How to stop a noisy downpipe?

Couldn't figure out where to put this question, so here's as good as any.

We recently had new spouting and downpipes put on PPOR and the downpipe off the bullnose runs down to an right-angled elbow which is open, and directs the runoff to an open channel across the driveway.

Anyway, the water drops from the spouting to the elbow and hammers down on it - just like a dripping tap, only louder!

I've tried stuffing it with a rag, which deadens the sound (doesn't eliminate it) but the rag actually gets pushed out by the water. Anyone have any ideas or a magic product that will quieten this thing down?

Thanks.
 
I was going to suggest fashioning a curved floor for it out of putty but if you can buy something pre-made that's even better.
 
Ah, I get you now. The same principle as you see in tropical Queensland where they use chains instead of downpipes? But I have the tongue (of which I have some hanging in the garage) inside the downpipe!

I'll give it a go and let you know.
 
I can see how it WOULD work and I'll install it tonight to see. Seriously, though, even a heavy dew will cause some dripping. It is likely to work there, as well, or only when there's a water flow?
 
While you're there, try bracing the bit the water drips onto so it can't vibrate, since that is what is making the sound. Stuff rags or wrap some old foam on with cable ties all around the *outside* of that bit and you'll cut down the reverberation chamber effect, and the water won't wash it out.

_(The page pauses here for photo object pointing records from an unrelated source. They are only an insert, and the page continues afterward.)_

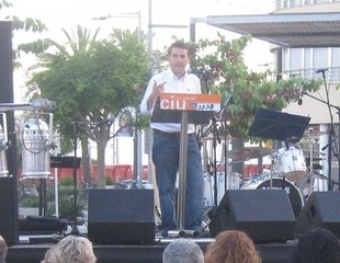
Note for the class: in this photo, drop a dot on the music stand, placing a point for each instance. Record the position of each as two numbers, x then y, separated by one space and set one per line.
276 125
184 117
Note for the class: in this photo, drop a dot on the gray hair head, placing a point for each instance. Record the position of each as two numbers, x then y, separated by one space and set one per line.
183 251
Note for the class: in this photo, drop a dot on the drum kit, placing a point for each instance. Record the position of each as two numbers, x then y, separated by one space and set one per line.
287 170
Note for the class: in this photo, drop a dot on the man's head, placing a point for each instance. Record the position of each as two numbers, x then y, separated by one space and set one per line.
179 54
184 251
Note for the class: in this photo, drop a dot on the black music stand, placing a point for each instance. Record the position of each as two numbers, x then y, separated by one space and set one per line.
276 125
184 117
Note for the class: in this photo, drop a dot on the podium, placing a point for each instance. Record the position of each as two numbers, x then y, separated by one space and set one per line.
185 108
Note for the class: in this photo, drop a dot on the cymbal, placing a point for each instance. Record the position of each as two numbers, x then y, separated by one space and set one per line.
248 153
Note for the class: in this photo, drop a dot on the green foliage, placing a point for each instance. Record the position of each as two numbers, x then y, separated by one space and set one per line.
91 81
30 202
66 181
228 75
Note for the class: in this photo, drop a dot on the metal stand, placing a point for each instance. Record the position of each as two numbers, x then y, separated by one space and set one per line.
182 182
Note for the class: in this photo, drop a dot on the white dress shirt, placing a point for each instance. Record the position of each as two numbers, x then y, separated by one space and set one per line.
188 84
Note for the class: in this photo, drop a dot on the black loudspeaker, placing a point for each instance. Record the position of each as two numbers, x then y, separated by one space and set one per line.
121 216
322 209
9 225
265 215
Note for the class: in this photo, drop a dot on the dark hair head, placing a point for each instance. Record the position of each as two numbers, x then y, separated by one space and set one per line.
232 246
183 45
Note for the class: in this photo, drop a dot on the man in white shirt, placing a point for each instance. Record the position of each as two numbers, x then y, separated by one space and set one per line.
166 143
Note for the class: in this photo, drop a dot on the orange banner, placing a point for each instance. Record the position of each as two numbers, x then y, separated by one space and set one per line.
190 102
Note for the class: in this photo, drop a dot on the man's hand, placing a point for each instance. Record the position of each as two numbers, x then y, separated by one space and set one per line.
156 91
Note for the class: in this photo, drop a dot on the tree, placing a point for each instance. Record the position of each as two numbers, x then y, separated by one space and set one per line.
93 87
226 73
79 42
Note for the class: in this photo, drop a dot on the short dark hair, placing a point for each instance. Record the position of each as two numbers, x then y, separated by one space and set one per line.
181 44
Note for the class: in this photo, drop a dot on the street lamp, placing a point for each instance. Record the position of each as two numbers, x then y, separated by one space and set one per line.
138 136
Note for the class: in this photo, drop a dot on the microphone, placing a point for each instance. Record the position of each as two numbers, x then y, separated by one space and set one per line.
325 147
321 70
195 71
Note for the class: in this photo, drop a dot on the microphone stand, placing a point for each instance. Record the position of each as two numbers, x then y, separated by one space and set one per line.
74 230
216 138
331 135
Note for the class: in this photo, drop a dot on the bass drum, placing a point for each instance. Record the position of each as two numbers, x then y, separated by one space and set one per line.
294 194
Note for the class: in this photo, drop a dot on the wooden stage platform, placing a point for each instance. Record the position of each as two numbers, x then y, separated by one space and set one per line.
151 253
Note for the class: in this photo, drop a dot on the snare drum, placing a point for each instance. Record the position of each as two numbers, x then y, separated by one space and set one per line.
291 162
294 193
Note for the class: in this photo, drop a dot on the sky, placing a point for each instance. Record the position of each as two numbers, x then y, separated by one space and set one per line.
58 14
129 14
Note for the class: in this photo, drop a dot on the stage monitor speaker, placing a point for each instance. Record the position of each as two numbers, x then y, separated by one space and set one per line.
265 215
121 216
9 223
322 209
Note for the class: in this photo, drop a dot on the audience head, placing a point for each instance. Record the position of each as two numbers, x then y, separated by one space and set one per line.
182 251
232 246
317 246
3 249
74 249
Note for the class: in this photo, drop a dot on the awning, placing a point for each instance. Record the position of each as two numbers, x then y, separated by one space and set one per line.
287 30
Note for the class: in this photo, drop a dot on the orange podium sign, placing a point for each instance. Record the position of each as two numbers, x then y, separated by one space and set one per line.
190 102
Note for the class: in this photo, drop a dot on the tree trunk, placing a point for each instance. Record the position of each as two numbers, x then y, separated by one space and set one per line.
85 161
101 164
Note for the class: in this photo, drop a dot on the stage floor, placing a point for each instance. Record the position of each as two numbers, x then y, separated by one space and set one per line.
151 253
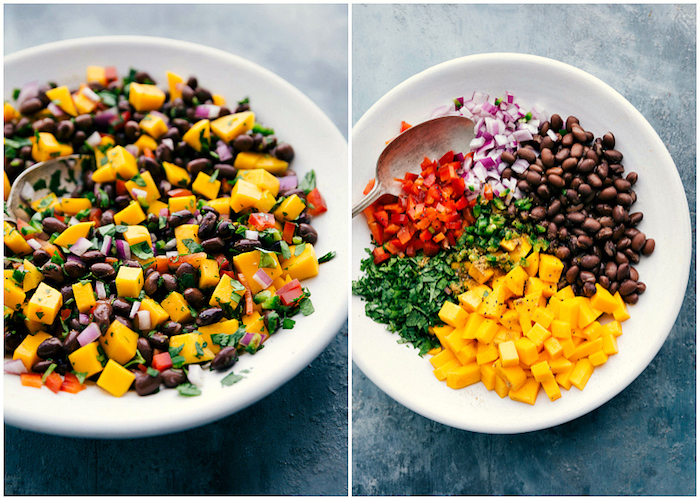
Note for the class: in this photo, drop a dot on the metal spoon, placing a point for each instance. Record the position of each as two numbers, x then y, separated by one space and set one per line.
405 153
70 168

At last resort, get plastic and paint it in a colourbond colour :p
 
If it rests against the inlet to the downpipe in the roof gutter the dribbles tend to follow the plastic strip to the bottom without dripping from the top, if you have heavier rain it will just run as normal.

You may still hear water flowing during normal rain but it should avoid the annoying drip, drip.:)
 
I wonder if changing the angle might work? So instead of the water hitting a horizontal surface it hits an angled one?

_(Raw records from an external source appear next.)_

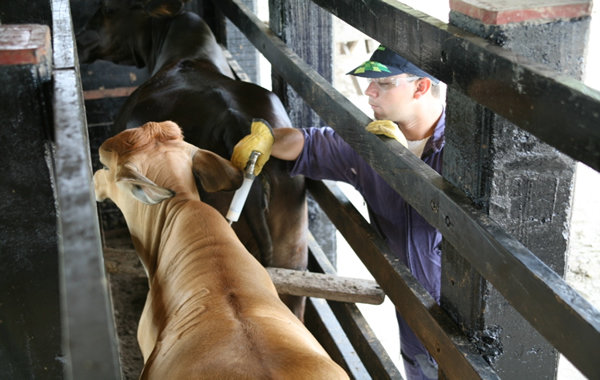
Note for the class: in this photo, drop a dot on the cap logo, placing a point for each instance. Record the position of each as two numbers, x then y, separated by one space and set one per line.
372 66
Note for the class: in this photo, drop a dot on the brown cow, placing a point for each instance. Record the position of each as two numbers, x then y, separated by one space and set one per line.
192 85
212 311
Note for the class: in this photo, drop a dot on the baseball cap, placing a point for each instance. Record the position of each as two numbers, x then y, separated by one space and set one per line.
384 63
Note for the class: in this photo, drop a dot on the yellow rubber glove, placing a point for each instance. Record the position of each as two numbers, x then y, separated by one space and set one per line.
387 128
260 139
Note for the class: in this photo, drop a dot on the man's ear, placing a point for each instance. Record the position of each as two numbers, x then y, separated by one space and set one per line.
131 180
214 172
422 86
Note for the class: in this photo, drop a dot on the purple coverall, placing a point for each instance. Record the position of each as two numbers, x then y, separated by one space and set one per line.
327 156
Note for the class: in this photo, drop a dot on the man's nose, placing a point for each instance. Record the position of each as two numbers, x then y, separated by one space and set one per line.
372 90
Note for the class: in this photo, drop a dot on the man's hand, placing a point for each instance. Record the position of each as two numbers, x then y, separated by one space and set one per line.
260 139
387 128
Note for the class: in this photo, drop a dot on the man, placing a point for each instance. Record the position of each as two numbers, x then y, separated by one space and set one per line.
399 92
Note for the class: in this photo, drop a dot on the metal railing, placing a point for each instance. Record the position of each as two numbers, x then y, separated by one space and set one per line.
529 92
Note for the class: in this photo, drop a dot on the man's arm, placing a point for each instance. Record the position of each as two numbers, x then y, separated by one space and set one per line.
288 143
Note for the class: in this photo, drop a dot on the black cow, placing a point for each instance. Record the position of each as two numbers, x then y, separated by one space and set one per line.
191 84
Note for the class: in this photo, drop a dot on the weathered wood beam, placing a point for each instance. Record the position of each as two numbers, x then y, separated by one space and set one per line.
374 357
438 332
558 109
330 287
507 264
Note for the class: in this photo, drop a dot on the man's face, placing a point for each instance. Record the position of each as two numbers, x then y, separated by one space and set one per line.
391 97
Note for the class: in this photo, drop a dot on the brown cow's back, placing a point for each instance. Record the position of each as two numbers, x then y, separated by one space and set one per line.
216 301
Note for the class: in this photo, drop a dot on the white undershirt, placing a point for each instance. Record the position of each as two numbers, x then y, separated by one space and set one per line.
417 146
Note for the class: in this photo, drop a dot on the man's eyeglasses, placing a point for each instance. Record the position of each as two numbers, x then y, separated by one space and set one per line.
385 84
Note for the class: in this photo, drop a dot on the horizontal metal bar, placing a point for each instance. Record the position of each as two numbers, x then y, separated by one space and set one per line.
557 109
438 332
502 260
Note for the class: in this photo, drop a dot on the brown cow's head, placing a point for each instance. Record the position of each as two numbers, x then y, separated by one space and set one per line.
142 163
112 33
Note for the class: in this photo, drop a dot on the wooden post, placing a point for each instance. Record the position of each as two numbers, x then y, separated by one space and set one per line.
307 30
30 329
523 184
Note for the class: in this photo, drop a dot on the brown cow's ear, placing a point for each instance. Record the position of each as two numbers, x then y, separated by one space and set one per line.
164 8
138 185
214 172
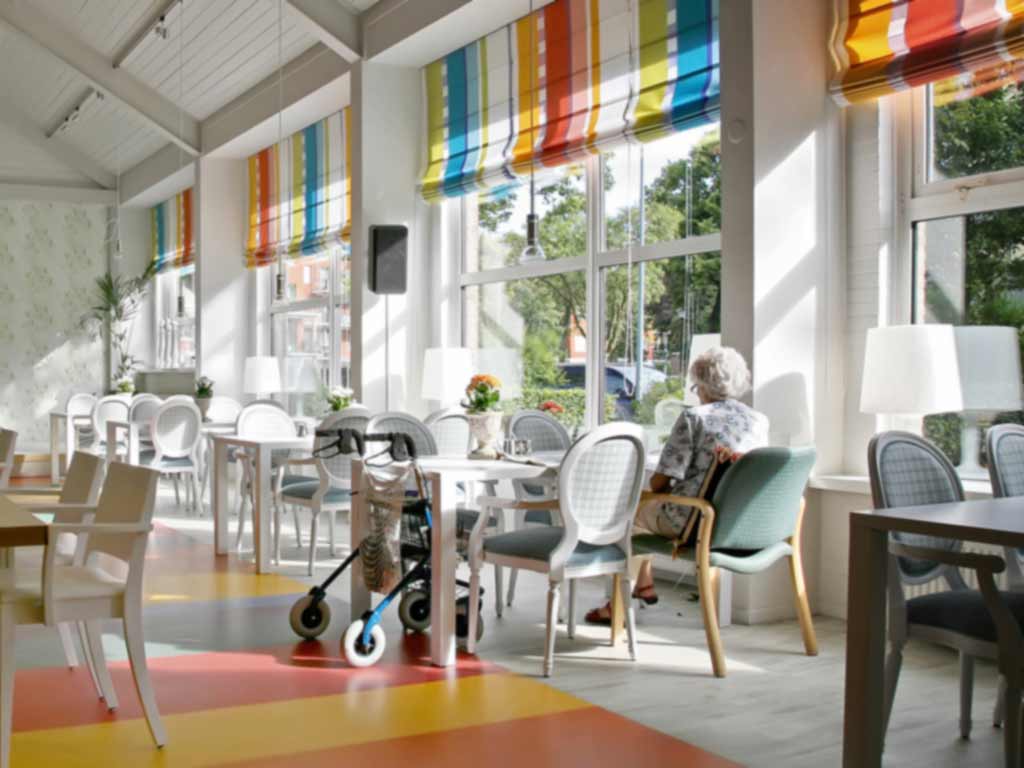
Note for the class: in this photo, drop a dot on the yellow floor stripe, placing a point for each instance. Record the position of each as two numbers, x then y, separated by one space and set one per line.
240 733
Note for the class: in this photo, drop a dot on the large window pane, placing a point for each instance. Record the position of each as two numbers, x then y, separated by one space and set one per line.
656 315
680 178
496 222
969 270
532 335
976 135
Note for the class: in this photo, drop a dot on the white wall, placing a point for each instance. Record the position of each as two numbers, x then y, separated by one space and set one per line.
223 285
390 333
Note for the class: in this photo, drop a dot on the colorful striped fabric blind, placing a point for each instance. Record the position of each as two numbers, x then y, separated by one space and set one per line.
173 236
300 193
572 78
967 47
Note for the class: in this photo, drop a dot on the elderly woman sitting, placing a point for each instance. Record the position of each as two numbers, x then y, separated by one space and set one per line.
718 377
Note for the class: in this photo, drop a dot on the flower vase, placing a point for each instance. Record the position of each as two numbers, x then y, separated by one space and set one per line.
485 428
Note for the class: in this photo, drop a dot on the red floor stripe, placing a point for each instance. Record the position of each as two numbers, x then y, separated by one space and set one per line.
583 738
205 681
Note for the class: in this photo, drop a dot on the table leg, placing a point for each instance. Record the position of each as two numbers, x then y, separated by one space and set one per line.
358 594
261 510
442 564
54 449
219 500
865 640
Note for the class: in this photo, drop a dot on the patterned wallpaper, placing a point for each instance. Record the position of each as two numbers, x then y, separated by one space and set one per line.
49 255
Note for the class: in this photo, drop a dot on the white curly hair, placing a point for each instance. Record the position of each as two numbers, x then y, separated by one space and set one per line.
721 373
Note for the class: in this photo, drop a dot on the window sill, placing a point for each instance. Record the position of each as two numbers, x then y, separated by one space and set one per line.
860 484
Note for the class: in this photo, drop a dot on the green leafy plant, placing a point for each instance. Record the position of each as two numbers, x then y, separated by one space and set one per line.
116 302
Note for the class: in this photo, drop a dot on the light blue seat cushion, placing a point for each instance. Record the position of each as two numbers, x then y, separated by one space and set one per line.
306 491
538 544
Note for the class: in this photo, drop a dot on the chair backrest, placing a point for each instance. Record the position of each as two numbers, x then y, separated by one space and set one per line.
109 408
599 486
543 430
758 500
1005 444
906 470
85 476
338 468
223 409
264 419
175 429
667 412
8 439
128 497
394 421
143 408
451 430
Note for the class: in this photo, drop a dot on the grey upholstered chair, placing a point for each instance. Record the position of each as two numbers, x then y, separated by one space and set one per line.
754 519
907 471
598 491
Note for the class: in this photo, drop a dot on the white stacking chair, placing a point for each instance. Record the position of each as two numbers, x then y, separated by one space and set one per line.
598 491
8 440
108 585
175 431
331 491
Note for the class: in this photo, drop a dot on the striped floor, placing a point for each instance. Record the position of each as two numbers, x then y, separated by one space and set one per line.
236 689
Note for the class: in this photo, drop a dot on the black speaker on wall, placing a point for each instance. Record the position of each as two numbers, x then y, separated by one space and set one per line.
388 251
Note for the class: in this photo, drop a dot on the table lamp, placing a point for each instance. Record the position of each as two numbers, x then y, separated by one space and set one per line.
446 371
990 380
911 371
262 376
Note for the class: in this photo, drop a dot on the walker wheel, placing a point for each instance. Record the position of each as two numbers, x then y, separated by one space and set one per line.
414 611
356 652
309 617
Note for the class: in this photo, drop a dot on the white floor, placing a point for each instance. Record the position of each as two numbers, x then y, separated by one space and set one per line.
776 708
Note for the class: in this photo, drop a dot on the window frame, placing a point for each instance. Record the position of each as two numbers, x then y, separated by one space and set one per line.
592 264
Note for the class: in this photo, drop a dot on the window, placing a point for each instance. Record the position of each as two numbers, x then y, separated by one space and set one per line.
968 248
311 328
659 222
175 306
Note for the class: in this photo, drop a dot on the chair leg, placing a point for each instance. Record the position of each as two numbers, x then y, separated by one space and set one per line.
967 691
707 578
95 639
803 607
71 655
626 594
140 673
549 646
7 626
1012 726
570 623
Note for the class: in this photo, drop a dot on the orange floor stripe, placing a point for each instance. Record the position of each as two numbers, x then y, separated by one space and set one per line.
207 681
579 738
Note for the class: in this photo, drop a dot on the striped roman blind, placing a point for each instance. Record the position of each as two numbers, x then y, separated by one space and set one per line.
573 77
173 236
966 47
300 193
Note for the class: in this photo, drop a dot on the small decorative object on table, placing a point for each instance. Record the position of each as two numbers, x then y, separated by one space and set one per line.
482 396
339 398
204 393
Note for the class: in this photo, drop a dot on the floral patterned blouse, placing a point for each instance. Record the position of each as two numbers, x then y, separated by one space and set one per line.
688 453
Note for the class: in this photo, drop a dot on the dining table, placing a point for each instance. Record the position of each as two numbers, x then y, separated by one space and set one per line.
991 521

Or even take the angle out altogether?

Just thoughts.
 
While you're there, try bracing the bit the water drips onto so it can't vibrate, since that is what is making the sound. Stuff rags or wrap some old foam on with cable ties all around the *outside* of that bit and you'll cut down the reverberation chamber effect, and the water won't wash it out.
If it wasn't at the very front of the house in the most visually obvious spot, I'd probably try that.
At last resort, get plastic and paint it in a colourbond colour :p

Guess who has a tin of matching colorbond paint? :D Not bad.

I wonder if changing the angle might work? So instead of the water hitting a horizontal surface it hits an angled one?

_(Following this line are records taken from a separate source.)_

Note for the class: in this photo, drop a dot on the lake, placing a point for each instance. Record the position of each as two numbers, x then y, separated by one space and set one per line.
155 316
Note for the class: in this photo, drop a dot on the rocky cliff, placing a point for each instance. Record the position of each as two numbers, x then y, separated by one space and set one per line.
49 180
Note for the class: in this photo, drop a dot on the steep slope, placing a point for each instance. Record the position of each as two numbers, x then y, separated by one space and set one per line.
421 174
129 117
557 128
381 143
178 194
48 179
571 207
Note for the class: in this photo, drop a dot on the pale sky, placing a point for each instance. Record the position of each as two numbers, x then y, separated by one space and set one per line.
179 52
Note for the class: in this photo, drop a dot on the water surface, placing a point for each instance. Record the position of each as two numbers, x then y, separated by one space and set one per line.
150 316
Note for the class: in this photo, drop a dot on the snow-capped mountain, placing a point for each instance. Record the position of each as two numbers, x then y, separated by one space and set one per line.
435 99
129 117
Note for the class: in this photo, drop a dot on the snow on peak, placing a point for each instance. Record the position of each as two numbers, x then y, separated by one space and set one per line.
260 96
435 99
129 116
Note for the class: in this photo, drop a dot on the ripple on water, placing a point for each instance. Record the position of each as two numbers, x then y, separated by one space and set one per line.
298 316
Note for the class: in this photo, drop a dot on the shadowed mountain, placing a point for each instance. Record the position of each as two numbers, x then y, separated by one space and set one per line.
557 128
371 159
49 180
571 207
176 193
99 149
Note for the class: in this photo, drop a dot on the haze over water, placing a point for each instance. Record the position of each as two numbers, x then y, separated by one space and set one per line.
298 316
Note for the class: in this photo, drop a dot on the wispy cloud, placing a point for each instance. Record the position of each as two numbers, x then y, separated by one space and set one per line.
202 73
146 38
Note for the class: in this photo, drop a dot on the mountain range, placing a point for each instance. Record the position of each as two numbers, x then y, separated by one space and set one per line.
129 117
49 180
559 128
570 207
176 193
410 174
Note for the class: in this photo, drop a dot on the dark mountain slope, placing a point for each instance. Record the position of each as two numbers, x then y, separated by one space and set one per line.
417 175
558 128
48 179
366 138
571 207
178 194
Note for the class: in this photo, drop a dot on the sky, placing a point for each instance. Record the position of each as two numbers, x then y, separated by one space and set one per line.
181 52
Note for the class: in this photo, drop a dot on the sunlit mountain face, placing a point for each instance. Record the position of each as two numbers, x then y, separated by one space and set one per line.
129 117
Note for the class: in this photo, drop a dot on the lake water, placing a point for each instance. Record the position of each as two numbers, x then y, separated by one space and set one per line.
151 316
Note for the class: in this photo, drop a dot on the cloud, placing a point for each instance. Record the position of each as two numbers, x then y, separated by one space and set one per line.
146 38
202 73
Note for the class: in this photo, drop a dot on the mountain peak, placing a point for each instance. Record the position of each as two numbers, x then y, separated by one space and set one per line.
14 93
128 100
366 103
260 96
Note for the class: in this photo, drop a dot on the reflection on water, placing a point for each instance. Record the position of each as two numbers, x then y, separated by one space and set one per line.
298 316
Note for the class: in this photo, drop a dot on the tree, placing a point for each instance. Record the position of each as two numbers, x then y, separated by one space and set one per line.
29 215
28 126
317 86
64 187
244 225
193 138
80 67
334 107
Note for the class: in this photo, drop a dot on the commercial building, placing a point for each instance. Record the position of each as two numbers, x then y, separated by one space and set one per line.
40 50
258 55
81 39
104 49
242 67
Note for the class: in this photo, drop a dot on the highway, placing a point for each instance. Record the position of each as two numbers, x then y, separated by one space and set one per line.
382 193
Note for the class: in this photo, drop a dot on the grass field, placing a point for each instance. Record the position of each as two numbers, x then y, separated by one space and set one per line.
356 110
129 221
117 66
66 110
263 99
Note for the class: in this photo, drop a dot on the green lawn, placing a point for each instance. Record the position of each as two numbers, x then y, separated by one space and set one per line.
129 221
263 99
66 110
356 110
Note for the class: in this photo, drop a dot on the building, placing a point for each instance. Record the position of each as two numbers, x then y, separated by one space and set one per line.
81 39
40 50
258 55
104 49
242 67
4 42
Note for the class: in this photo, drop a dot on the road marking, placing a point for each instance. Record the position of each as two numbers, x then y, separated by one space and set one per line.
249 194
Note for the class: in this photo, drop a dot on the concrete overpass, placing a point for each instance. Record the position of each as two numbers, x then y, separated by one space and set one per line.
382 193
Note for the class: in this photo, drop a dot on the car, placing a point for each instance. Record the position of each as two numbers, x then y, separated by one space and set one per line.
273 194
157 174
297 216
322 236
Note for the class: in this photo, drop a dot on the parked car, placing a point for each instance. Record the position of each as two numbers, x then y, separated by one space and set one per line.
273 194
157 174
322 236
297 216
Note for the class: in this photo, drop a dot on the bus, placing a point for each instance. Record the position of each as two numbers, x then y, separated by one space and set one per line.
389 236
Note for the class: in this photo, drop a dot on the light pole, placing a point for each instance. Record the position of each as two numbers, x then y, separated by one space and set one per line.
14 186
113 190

Or even take the angle out altogether?

Just thoughts.

Thought about this too, but I'm worried I'll completely stuff it up, as I've never worked with colorbond and I don't have any spare bits. It's already on a bit of an angle.

Got a few things to work with now. Thanks all.
 
A very simple way that may work is slow down the flow rate,or install
45 d elbows instead of 90d ,or cut out a small section of gutter guard
and glue it too the dropper to slow the water flow,or reinstall a large
square dropper and reduce it back too 90mm..willair.
 
The yellow tongue is an excellent idea battler.

After popping in the yellow tongue, i'd also suggest running a thin ~3-5mm ring of silicon around the inside/on the inner wall near the top of the drain pipe, but not horizontal, i'd have this silicon ring at an angle, say ~30 degrees, with the lowest point making contact with the yellow tongue.

The idea is to try and eliminate the chance of any drips not making contat with the yellow tongue, and still hammering down to the bottom :mad:
The angled ring of silicon would be a guide for any slow drips, so that they actually do flow on to the yellow tongue.
 
The brains trust has come through. I reckon you're all on to something with this. Can't wait to get home and try it. And with the weather the way it is, I should be able to test if fairly soon, too!